Russian foreign minister Sergei Lavrov will begin an African tour in Egypt on Sunday, seeking to draw on demand for non-Western alliances as Moscow pushes back against international censure over the war in Ukraine.

The top Russian landed in Cairo late on Saturday, the first leg of his Africa trip that will also include stops in Ethiopia, Uganda and the Democratic Republic of Congo, according to Russia’s state-run RT television network.

On Sunday, he first held talks with President Abdel Fattah el-Sissi, then his Egyptian counterpart, Sameh Shukry. Lavrov was later to meet with Arab League Secretary General Ahmed Aboul Gheit and also address the pan-Arab organization, RT reported.

Lavrov’s visit comes as Western powers have sought to isolate Russia with tough sanctions over the war with Ukraine.

After meeting Arab League members in Cairo, he will travel to Ethiopia and Uganda, two countries whose relations with the West have come under strain, as well as Congo Republic.

Egypt has significant strategic and economic ties with Russia, which has been a key source in recent years of wheat, weaponry and - until the war complicated travel - tourists.

This week, Russian state-owned energy corporation Rosatom started long-delayed construction on Egypt's first nuclear plant, the largest Russian-Egyptian project since the Aswan High Dam on the Nile was completed in 1970.

Those ties have caused angst with Western states, a group of which petitioned the Egyptian government and the Arab League ahead of Lavrov's visit not to play into Russia's version of events in Ukraine, diplomats said.

Russia says it is conducting a "special military operation" in Ukraine, blaming NATO’s expansion to its borders for sparking the conflict and Western sanctions for a worsening food crisis.

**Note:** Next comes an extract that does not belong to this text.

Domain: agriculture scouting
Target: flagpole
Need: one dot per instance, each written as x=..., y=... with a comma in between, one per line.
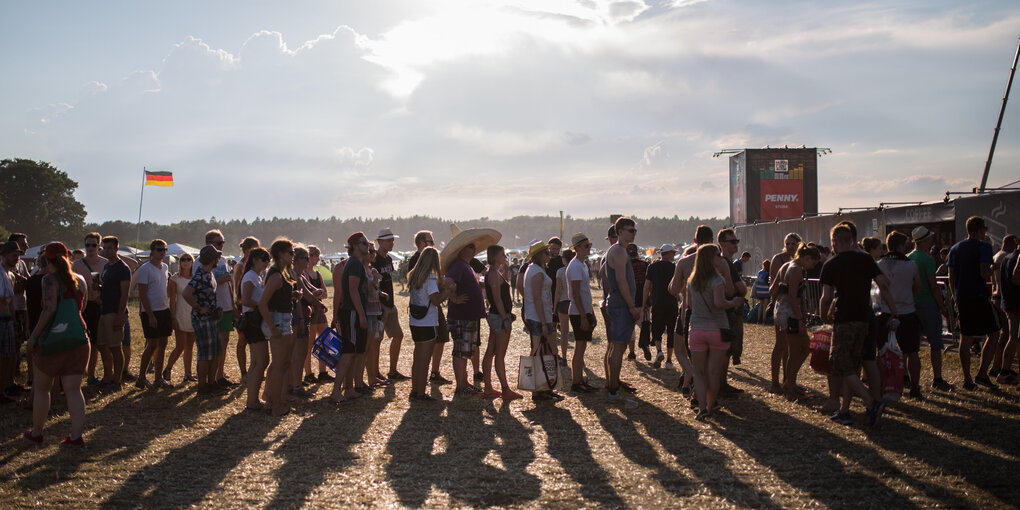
x=138, y=233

The Western stance on the war has gained limited traction in the Arab world and Africa, where governments are receptive to non-Western alternatives, said H.A. Hellyer of the Royal United Services Institute, a UK think tank.

Egypt "identifies that the world is becoming more and not less multipolar, and it doesn't want to limit itself to a relationship that privileges the West above all else," he said.

From Libya to Nigeria, Ethiopia to Mali, Moscow has been building key strategic military alliances and an increasingly favorable public profile across Africa in recent years.

In the past year alone, Russia has signed military cooperation agreements with Nigeria and Ethiopia, Africa’s two most populous nations.